Example B: Harvin's downright odd rant last spring about not being happy. Eventually, Harvin discussed the fact there were things about the Vikings offense he did not like and it sounded as if those things might have been cleared up only after Frazier, a man of great patience, did some serious counseling.
That being said, Harvin's actions aren't enough to get a team to let him walk away. He's too talented. Plus, there is no coach or NFL executive who doesn't believe in his heart that he couldn't straighten out Harvin and get him to see things his way. This might be misguided -- just ask Childress -- but it's a reality.
Here's where the Vikings real concern is going to come in and it's completely justified.
Harvin, who is 5-foot-11, 184 pounds, plays the game with a reckless abandon that makes one wonder how long he will be able to remain in the NFL.
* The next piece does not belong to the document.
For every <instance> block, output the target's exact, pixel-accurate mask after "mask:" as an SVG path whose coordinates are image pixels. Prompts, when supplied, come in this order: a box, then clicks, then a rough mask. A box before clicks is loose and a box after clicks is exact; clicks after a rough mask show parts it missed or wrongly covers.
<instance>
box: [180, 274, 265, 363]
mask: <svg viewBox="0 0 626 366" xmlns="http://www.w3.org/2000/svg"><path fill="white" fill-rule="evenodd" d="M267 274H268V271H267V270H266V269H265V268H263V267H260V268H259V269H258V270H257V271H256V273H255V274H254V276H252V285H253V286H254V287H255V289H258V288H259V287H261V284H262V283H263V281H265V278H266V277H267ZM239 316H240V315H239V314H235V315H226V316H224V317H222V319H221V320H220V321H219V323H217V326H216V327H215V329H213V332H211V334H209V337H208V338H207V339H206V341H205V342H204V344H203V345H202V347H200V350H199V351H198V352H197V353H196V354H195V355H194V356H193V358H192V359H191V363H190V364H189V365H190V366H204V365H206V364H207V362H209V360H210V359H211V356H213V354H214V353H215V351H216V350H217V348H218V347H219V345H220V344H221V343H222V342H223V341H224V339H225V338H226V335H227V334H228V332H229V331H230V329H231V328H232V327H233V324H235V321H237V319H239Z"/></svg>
And it's not as if you can tell him to take it easy. Harvin initiates contact on a consistent basis.
Last season, when Frazier tried to ease his workload by taking him off kickoffs, Harvin became extremely annoyed. He was back on kickoffs this season. One can make the case that Harvin deserves praise for forcing his way onto the kickoff unit, but Frazier was simply trying to save Harvin from himself and the player wanted no part of that plan.
Then there is matter of Harvin's issues with migraine headaches.
He missed one game as a rookie in 2009 because of migraines and two more in 2010. He also did not return for 16 days during training camp in 2010 after he left the team to mourn the passing of his grandmother. Childress eventually hounded Harvin about returning and Harvin then claimed he again was dealing with migraines and remained a no-show.
Even if the Vikings are convinced Harvin will never have another migraine episode, this latest ankle injury is a reminder that no matter how tough he might be, he can't play through every injury and his approach to the game is going to result in more and more issues as the years pass.
This doesn't mean the Vikings shouldn't and won't attempt to sign Harvin to a second NFL contract.
It's just that giving him a boatload of money up front and expecting a long-term return is going to be a risk the Vikings might not be willing to take.
And, in this case, they might be justified.